If this year’s submissions have made anything clear, it is that boutique law firms have firmly found their place in the New Zealand legal landscape and have become the go-to choice for clients seeking expert knowledge on complex areas of law. They are at the forefront of driving important conversations and influencing change at a high level, as well as using their specialist knowledge and connections to achieve excellent results on behalf of their clients.

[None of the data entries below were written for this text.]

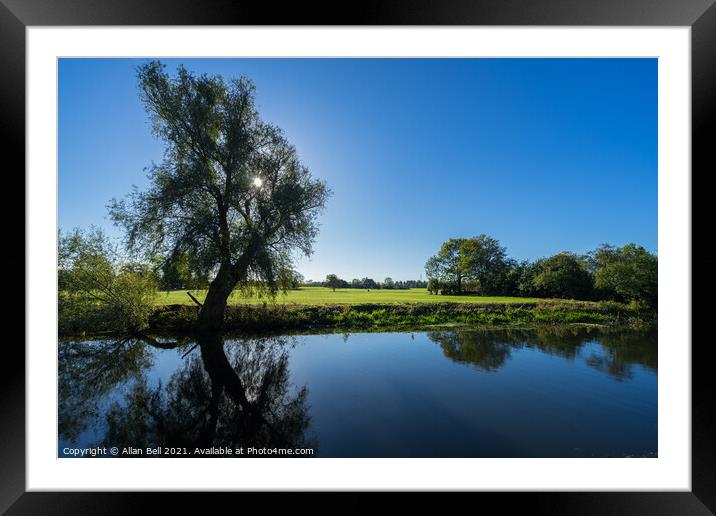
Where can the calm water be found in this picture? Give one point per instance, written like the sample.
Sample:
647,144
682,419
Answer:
452,393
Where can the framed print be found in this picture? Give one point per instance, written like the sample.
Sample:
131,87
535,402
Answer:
403,249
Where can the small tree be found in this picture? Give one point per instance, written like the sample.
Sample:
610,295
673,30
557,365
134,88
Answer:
231,191
563,275
629,273
333,282
98,288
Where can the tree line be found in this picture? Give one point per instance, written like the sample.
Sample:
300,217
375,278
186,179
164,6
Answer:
480,265
333,282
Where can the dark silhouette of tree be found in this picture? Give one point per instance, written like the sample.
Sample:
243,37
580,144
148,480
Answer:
239,396
231,191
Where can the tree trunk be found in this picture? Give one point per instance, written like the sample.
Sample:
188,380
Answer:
211,315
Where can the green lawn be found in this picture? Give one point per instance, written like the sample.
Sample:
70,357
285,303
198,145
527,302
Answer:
325,296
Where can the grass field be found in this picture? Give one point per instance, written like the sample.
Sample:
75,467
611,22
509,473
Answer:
325,296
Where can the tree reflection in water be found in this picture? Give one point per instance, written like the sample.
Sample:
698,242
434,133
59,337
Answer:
238,394
489,349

From 18 April to 13 May 2022, NZ Lawyer invited submissions from boutique law firms operating in New Zealand. The research team called for firms that derived at least 50% of their revenue from one practice area. Firms were asked to fill out an online entry form nominating potential candidates, and entrants were asked to name their area of specialisation, describe their achievements over the past 12 months, and explain why they stood apart from their competitors.
To determine who made the list, the team considered factors such as the strength of the matters handled by the firms, their longevity in the industry, their client service delivery approach and noteworthy achievements in meeting client needs. A total of 20 firms emerged as the cream of the crop, earning the right to be recognised as the country’s Top Boutique Firms for 2022.